I Am Pilgrim
- Cover by Richard Shailer/Transworld
- Author: Terry Hayes
- Cover artist: Richard Shailer
- Language: English
- Genre: Crime novel Thriller Spy fiction
- Publisher: Corgi Books
- Publication date: July 2013
- Pages: 891
- ISBN: 978-0593064948

= I Am Pilgrim =

Book by Terry Hayes

I Am Pilgrim is the debut novel by former journalist and screenwriter Terry Hayes. It was published on 18 July 2013 in the United Kingdom.

==Synopsis==
"Pilgrim" is an American former intelligence agent known as the "Rider of the Blue" who later writes a book on forensic pathology. Pilgrim becomes involved in a case in New York City where a mysterious woman uses his book to commit untraceable murders in the aftermath of 9/11. The "Saracen" is a Saudi who becomes radicalised by watching his father's beheading.

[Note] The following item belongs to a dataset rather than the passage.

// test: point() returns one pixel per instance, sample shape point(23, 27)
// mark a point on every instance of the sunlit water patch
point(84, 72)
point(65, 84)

He later trains as a doctor and fights in the Soviet–Afghan War. Pilgrim is recalled to the intelligence community who have detected a threat involving the Saracen, who has created a vaccine-resistant strain of the variola major virus.

==Awards and honours==
- 2014 Specsavers National Book Awards "Thriller & Crime Novel of the Year"

==Film adaptation==
In July 2014, MGM bought the movie rights for the book and are set to target a series of films, similar to the Bond franchise, with Matthew Vaughn directing. In April 2018, James Gray was set to direct. As of 2024, the film still remains in development hell, and Hayes later gave an interview on the state of the film, saying that the rights still remain with MGM.